America Supports You: Site Bridges Gap Between Troops, Families
By Samantha L. Quigley
American Forces Press Service
WASHINGTON, Jan. 9, 2008 In 1997, a Web site kept one family’s far-flung friends and relatives up to date on the status of a loved one facing a serious medical condition.
CaringBridge began offering free, personalized Web sites to keep family and friends connected during a loved one’s medical struggles in 1997. The organization is now offering the same opportunity to servicemembers and their families who are coping with serious medical issues or long absences. Courtesy photo
(Click photo for screen-resolution image);high-resolution image available.
Today, that Web site has grown into CaringBridge, and it helps more than 16 million families a year, including troops injured in the line of duty, stay connected.
“When someone is injured or wounded, everyone wants to know what’s happening -- family, friends, neighbors, fellow servicemen and women, the list goes on and on,” said Chris Moquist, the organization’s marketing and communications director. “But dealing with the communication aspect of a serious injury, on top of trying to help and be there for the injured person, is often just too overwhelming (for immediate family).”

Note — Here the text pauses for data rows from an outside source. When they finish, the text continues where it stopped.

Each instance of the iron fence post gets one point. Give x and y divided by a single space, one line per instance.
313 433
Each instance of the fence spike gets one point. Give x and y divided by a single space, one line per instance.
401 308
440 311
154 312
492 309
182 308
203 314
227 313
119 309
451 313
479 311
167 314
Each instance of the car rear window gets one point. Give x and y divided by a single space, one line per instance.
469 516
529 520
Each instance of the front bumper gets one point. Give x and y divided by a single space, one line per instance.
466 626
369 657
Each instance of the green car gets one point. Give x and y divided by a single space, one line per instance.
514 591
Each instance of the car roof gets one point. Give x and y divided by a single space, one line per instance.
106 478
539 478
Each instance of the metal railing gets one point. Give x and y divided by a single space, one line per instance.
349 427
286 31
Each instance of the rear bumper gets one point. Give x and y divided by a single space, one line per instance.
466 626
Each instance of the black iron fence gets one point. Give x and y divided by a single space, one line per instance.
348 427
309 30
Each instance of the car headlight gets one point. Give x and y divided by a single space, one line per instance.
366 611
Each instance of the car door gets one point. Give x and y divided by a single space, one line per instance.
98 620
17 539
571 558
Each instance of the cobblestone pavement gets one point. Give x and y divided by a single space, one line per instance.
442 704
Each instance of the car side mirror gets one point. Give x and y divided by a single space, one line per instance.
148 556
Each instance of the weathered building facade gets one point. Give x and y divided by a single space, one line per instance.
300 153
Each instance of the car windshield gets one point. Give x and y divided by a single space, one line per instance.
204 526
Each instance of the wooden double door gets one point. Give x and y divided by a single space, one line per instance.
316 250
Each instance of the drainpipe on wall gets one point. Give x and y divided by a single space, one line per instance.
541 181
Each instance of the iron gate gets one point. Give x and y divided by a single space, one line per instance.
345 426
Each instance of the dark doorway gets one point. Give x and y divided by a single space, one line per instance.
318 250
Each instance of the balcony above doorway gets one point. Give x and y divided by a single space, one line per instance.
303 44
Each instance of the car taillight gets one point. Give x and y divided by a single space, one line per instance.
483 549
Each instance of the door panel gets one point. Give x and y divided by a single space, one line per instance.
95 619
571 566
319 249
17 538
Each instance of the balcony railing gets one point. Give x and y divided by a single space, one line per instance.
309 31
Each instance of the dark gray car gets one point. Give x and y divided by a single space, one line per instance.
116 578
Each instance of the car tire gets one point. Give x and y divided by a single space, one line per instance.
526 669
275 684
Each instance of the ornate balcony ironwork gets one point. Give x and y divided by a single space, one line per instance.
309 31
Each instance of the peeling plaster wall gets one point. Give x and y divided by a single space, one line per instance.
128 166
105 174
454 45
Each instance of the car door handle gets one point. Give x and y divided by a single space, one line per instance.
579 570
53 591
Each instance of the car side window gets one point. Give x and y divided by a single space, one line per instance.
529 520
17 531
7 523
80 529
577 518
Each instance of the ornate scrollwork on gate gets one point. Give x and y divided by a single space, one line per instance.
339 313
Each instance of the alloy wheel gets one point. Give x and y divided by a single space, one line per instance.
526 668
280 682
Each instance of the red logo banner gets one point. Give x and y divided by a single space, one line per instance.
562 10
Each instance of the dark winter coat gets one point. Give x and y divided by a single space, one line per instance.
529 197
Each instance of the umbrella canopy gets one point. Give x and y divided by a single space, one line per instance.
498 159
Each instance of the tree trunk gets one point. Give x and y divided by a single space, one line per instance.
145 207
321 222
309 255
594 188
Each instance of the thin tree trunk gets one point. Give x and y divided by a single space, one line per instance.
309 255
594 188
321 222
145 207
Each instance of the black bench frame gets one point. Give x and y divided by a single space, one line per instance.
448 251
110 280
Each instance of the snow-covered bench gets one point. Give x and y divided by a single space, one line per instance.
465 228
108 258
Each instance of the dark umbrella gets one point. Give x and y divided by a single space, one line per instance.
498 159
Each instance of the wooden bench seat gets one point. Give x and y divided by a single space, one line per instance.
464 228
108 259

Through its free Web sites, CaringBridge helps relieve some of the pressure to constantly update everyone who wants to know. Users can quickly and easily set up personalized sites where they can post the latest updates.
Those concerned with prying eyes finding personal information posted to the Web site need not worry. “CaringBridge Web sites are private and not searchable by search engines,” Moquist said. “There are additional levels of privacy and security a CaringBridge Web site author can add as well.”
The sites also are convenient for those checking in from across the country or around the globe, Moquist said. Because everything is Web-based, times zones are not a factor, as they are with phone calls, he noted.
In addition, friends and family are notified via e-mail every time a new update is posted. Upon receiving that notification they can leave messages of support whenever they want, and the family or servicemember can read them when it’s convenient.
Originally intended to bridge the geographical gap during medical situations, CaringBridge has expanded its services to servicemembers facing long absences, including deployments, Moquist said.
“Rather than have to repeat the same update over and over again, a family member can simply post the latest news,” he said.
CaringBridge is a new supporter of America Supports You, a Defense Department program connecting citizens and corporations with military personnel and their families.
“The biggest benefit of being (affiliated with) America Supports You is additional exposure to military audiences,” Moquist said. “Our goal is for CaringBridge to be available to every family or soldier who needs it.”
Partnerships with two other supporters of the America Supports You program, The Wounded Warrior Project and Fisher House, are helping CaringBridge achieve that goal. Each assists wounded servicemembers and their families.